Oumar Diakhité

Personal information
- Date of birth: 9 December 1993 (age 32)
- Place of birth: Kédougou, Senegal
- Height: 1.90 m (6 ft 3 in)
- Position: Centre-back

Youth career
- 2009–2012: Montverde Academy

Senior career*
- Years: Team / Apps / (Gls)
- 2012: Orlando City U-23 / 15 / (4)
- 2013: Orlando City / 1 / (0)
- 2013–2016: Olhanense / 63 / (4)
- 2015–2016: → Estoril (loan) / 11 / (1)
- 2016–2019: Estoril / 38 / (0)
- 2017–2018: → Kazma (loan)
- 2019–2020: Sepsi OSK / 3 / (0)
- 2020: Aves / 16 / (0)
- 2021: Eintracht Braunschweig / 17 / (0)
- 2021–2023: SV Sandhausen / 11 / (0)
- 2023–2024: VfL Osnabrück / 19 / (1)
- 2024–2025: AaB / 13 / (0)

= Oumar Diakhité =

Senegalese footballer

Oumar Diakhité (born 9 December 1993) is a Senegalese professional footballer who plays as a centre-back.

== Career ==

=== College and amateur ===
Diakhité emigrated to the United States from Senegal, where he attended an academy run by the former Senegal international Salif Diao, to advance his football career. He joined Montverde Academy, a preparatory school in Montverde, Florida, as a junior in 2011. In 2012, he spent a season with Orlando City U-23 of the USL Premier Development League. He played 15 regular-season games, and scored four goals in that time.

=== Professional ===
Diakhité bypassed college, and trialed with Orlando City of USL Pro in the 2013 preseason. He started several matches, including the home leg of a home-and-away friendly series with the Tampa Bay Rowdies.

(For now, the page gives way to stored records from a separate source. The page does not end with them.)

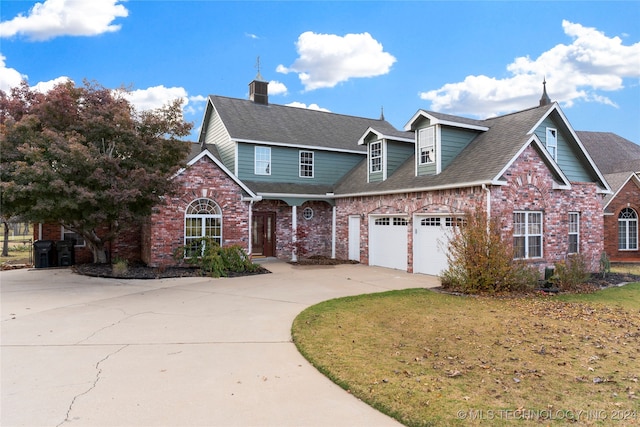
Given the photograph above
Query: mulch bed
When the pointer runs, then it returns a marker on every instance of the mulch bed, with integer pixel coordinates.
(322, 260)
(144, 272)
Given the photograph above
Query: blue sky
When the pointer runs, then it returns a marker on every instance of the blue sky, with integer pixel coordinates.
(475, 59)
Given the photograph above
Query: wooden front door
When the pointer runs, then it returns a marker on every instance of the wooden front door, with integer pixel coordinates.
(263, 232)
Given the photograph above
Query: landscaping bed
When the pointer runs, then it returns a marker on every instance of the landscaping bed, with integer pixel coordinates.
(143, 272)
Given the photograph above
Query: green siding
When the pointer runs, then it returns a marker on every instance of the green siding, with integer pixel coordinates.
(428, 169)
(397, 154)
(568, 159)
(217, 135)
(453, 141)
(329, 167)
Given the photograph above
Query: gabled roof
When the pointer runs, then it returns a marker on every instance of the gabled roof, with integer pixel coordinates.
(483, 161)
(199, 153)
(618, 180)
(394, 135)
(247, 121)
(611, 152)
(447, 120)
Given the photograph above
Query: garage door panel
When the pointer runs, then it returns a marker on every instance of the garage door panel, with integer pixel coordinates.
(388, 242)
(430, 244)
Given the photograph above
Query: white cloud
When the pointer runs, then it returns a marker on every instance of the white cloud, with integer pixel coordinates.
(310, 106)
(9, 77)
(158, 96)
(155, 97)
(593, 62)
(324, 60)
(53, 18)
(44, 87)
(277, 88)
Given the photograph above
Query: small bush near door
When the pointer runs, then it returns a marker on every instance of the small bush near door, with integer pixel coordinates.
(216, 261)
(480, 261)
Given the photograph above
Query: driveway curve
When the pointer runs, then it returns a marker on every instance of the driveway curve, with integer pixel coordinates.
(84, 351)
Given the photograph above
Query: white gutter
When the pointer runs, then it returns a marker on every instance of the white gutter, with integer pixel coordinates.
(305, 147)
(333, 232)
(420, 189)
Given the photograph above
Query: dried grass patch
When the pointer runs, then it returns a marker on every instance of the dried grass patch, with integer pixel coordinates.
(434, 359)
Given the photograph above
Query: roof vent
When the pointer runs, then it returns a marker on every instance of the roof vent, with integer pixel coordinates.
(544, 100)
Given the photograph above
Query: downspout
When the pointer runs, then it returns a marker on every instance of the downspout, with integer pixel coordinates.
(294, 233)
(333, 233)
(488, 190)
(250, 225)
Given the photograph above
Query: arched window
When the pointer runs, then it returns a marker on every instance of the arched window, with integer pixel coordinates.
(628, 230)
(203, 218)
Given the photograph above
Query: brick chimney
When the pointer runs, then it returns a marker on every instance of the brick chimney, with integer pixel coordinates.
(258, 91)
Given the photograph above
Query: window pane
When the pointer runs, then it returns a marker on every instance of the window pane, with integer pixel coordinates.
(535, 247)
(518, 247)
(262, 161)
(376, 157)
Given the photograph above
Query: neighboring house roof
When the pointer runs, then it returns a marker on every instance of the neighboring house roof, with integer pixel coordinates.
(483, 161)
(611, 152)
(617, 181)
(195, 157)
(247, 121)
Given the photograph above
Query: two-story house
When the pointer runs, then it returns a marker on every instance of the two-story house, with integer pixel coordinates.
(289, 182)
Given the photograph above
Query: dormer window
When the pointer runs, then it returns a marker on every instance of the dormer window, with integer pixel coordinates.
(427, 145)
(375, 157)
(262, 164)
(552, 142)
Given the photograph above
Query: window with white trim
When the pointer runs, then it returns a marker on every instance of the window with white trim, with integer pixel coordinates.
(574, 233)
(262, 164)
(628, 230)
(72, 235)
(527, 234)
(306, 164)
(427, 145)
(307, 213)
(375, 157)
(202, 219)
(552, 142)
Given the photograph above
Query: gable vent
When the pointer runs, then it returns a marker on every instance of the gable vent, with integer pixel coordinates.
(258, 91)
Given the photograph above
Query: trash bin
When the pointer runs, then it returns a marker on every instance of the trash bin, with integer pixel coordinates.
(44, 252)
(66, 252)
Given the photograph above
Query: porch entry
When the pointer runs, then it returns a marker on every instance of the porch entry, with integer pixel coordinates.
(263, 234)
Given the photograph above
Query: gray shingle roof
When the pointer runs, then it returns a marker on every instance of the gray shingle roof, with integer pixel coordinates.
(246, 120)
(481, 161)
(611, 152)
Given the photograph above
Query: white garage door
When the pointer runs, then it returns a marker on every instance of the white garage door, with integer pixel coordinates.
(430, 242)
(388, 242)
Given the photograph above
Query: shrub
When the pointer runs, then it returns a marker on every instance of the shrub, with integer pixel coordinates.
(480, 261)
(120, 267)
(214, 260)
(571, 272)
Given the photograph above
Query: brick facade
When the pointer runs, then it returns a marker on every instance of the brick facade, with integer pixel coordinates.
(530, 188)
(627, 197)
(126, 245)
(163, 233)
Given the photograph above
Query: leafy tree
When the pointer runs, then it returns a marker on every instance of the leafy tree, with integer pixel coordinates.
(83, 157)
(481, 261)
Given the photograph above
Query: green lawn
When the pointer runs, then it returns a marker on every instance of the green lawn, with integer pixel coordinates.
(428, 358)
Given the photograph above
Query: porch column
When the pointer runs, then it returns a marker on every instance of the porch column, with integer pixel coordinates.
(333, 232)
(294, 233)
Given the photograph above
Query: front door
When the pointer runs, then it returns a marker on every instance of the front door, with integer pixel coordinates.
(263, 233)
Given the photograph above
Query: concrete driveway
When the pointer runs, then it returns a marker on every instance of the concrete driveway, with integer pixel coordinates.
(84, 351)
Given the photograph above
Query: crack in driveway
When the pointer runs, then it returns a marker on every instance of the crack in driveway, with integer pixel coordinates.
(93, 385)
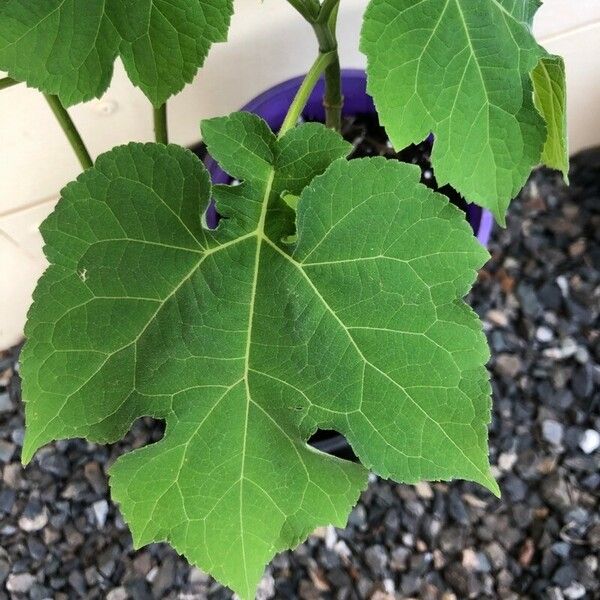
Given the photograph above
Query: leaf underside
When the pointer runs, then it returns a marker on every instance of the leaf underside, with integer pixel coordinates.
(246, 345)
(68, 47)
(461, 69)
(550, 97)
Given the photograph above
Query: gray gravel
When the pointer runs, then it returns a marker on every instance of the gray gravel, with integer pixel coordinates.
(61, 537)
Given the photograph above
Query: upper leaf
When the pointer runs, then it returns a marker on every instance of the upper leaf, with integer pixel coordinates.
(550, 97)
(460, 69)
(246, 345)
(68, 47)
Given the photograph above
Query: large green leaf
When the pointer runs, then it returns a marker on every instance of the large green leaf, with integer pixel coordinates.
(550, 97)
(68, 47)
(246, 345)
(460, 69)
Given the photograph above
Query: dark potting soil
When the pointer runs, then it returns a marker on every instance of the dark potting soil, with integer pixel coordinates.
(61, 537)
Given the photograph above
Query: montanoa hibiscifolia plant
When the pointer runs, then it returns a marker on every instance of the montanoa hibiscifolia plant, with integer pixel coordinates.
(330, 294)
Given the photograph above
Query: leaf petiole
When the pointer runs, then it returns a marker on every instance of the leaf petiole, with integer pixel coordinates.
(161, 131)
(301, 98)
(70, 130)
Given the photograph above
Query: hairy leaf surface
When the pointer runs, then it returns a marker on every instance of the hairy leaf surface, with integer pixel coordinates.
(68, 47)
(246, 345)
(462, 70)
(550, 97)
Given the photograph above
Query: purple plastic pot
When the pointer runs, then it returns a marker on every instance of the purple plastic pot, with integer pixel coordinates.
(273, 104)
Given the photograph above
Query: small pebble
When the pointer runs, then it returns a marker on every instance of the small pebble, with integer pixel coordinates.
(552, 432)
(20, 583)
(590, 441)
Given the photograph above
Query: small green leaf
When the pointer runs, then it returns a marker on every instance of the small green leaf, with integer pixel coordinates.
(245, 345)
(550, 97)
(68, 47)
(460, 69)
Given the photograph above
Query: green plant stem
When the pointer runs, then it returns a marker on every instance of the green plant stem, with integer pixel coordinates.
(161, 131)
(7, 82)
(301, 98)
(325, 30)
(67, 125)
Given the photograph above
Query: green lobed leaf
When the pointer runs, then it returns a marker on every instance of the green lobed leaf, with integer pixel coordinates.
(550, 97)
(68, 47)
(246, 345)
(460, 69)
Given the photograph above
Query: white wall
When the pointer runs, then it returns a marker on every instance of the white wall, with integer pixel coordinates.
(36, 161)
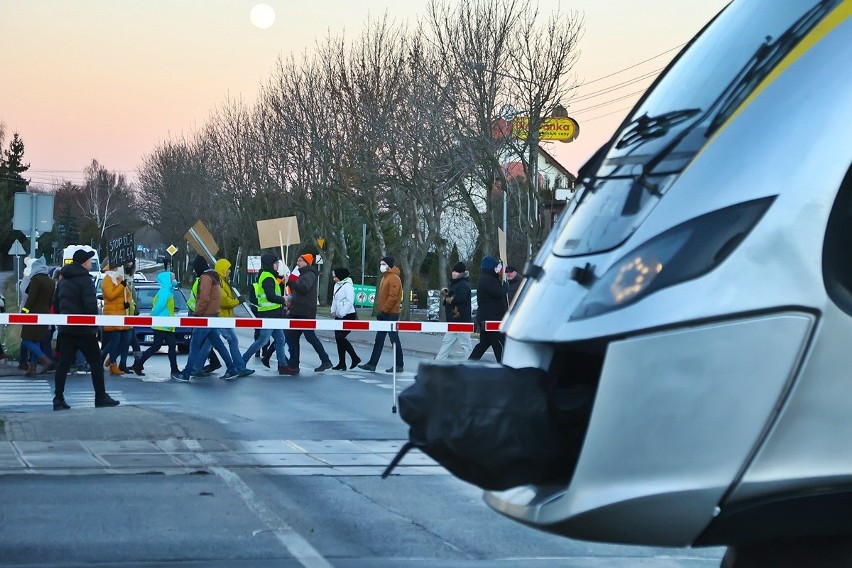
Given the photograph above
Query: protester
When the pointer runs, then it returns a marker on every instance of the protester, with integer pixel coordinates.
(39, 300)
(513, 278)
(2, 310)
(303, 305)
(269, 304)
(133, 310)
(164, 306)
(206, 305)
(492, 299)
(388, 304)
(457, 310)
(117, 302)
(23, 352)
(343, 308)
(227, 303)
(76, 295)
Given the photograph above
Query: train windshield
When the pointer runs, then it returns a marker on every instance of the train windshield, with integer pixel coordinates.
(697, 94)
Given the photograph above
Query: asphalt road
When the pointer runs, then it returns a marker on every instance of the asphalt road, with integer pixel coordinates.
(262, 471)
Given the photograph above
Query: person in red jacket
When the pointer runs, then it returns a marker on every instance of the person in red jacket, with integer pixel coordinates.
(389, 304)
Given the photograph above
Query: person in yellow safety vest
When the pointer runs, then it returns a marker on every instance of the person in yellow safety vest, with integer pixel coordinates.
(269, 302)
(206, 306)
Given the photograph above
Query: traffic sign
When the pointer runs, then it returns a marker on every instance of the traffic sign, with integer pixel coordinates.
(17, 249)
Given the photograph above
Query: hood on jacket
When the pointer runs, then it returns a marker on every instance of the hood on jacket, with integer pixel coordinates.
(267, 262)
(164, 279)
(392, 270)
(73, 271)
(222, 267)
(199, 265)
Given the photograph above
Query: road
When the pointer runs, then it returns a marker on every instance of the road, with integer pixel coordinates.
(263, 471)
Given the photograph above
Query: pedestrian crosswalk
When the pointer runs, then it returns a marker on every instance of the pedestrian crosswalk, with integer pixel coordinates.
(39, 392)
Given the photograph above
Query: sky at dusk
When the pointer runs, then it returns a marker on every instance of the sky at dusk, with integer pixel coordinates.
(110, 80)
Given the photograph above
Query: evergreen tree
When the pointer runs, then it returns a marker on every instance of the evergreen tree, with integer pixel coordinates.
(11, 167)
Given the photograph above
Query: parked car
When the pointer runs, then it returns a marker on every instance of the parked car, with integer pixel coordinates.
(145, 292)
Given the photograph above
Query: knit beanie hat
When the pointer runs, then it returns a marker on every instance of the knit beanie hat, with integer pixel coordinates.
(488, 263)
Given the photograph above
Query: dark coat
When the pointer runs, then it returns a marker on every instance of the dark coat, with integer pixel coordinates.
(457, 302)
(303, 305)
(39, 300)
(76, 295)
(491, 297)
(513, 286)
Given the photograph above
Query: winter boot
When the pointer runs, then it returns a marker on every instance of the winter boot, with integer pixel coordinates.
(46, 364)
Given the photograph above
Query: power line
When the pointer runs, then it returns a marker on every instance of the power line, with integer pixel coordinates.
(632, 66)
(585, 120)
(627, 96)
(617, 86)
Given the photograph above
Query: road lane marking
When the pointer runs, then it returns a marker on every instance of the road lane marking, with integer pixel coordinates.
(295, 544)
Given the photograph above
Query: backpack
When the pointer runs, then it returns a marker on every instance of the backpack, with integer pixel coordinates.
(494, 426)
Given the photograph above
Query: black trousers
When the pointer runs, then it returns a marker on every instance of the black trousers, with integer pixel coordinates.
(492, 339)
(88, 346)
(344, 346)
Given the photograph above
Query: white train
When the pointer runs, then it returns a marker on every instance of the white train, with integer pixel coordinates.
(701, 283)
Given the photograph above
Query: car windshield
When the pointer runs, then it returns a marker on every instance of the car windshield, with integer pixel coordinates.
(145, 297)
(697, 94)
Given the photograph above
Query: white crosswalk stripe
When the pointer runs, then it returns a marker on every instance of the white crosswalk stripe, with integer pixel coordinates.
(39, 392)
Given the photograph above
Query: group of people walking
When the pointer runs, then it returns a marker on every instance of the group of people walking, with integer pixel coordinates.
(494, 293)
(275, 294)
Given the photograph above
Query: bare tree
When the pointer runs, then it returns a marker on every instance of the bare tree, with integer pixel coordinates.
(106, 200)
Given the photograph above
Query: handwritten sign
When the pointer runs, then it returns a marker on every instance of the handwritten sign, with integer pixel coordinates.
(122, 250)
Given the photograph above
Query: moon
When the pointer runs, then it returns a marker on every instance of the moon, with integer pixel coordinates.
(262, 16)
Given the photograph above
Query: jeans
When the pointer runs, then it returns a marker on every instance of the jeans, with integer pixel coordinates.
(162, 338)
(449, 342)
(380, 342)
(293, 336)
(116, 344)
(196, 349)
(34, 349)
(229, 334)
(263, 336)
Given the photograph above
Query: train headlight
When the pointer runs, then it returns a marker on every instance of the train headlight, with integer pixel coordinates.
(681, 253)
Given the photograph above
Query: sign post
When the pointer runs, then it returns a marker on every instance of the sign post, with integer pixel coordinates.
(33, 214)
(17, 251)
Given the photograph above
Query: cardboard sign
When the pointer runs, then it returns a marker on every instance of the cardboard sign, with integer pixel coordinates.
(200, 239)
(121, 250)
(280, 232)
(252, 264)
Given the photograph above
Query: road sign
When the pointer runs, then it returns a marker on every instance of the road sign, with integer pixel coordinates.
(33, 212)
(17, 249)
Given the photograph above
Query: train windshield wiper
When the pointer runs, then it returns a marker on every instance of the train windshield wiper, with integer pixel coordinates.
(646, 127)
(764, 60)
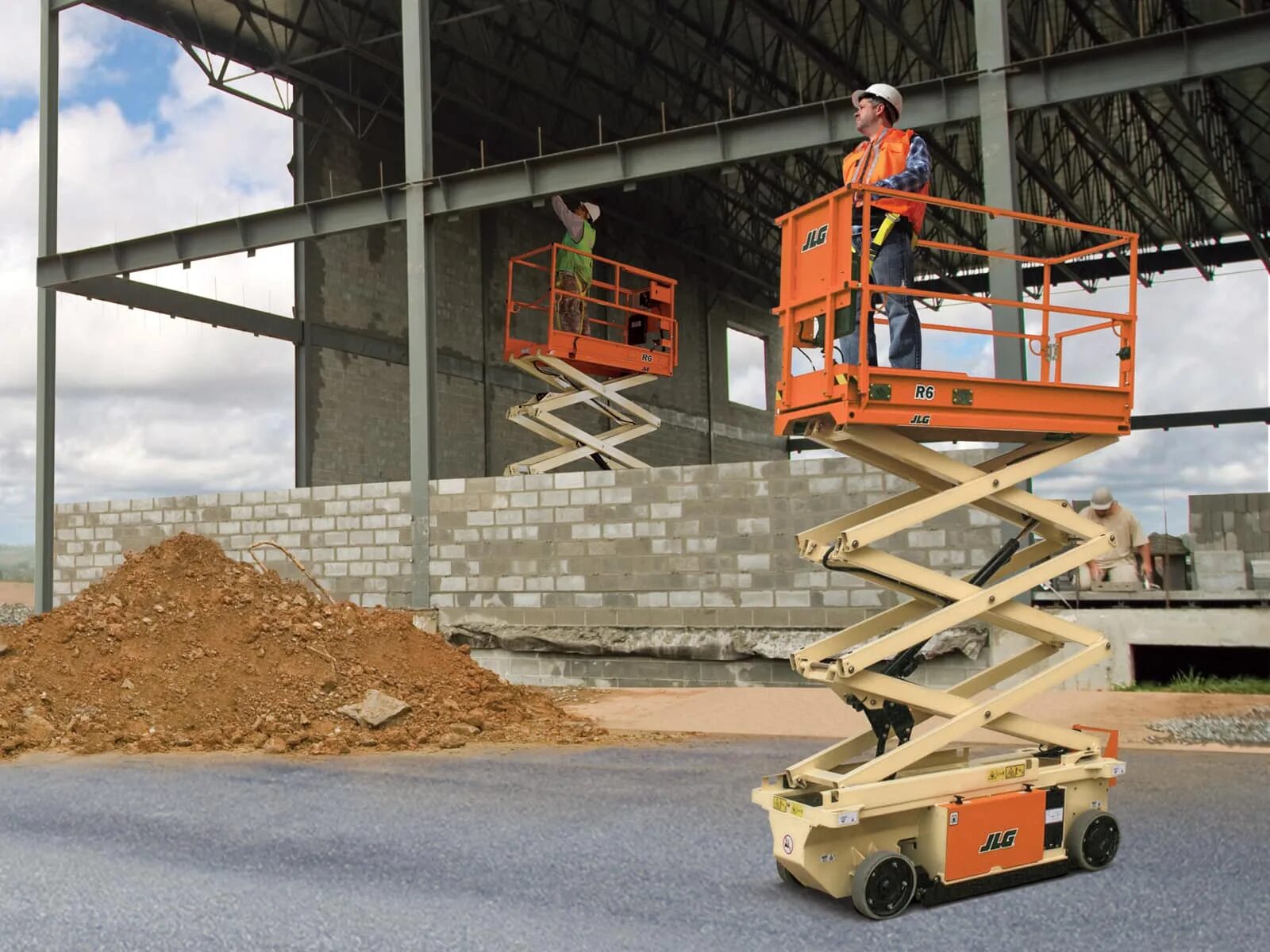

Diakhité was signed by Orlando City on 4 April 2013. He saw his first competitive action on 14 May 2013, when he started in Orlando City's third round match in the 2013 Lamar Hunt U.S. Open Cup against Ocala Stampede. He played his first league match on 9 June 2013, against Antigua Barracuda FC.

In July 2013, Diakhité went to Olhanense on trial from Orlando City. On 1 August, he was officially transferred to Olhanense for an undisclosed fee.

On 10 July 2019, Diakhité signed a two-year contract with Liga I side Sepsi OSK. On 10 January 2020, he was released by Sepsi OSK.

In January 2021, after trialling with Eintracht Braunschweig, Diakhité joined the 2. Bundesliga club on a contract until summer 2022.

On 4 August 2023, Diakhité signed with 2. Bundesliga club VfL Osnabrück.

On 20 July 2024, newly promoted Danish Superliga club AaB confirmed that they had signed Diakhité on a deal until June 2026. His contract was terminated by mutual agreement on 11 June 2025 following AaB's relegation.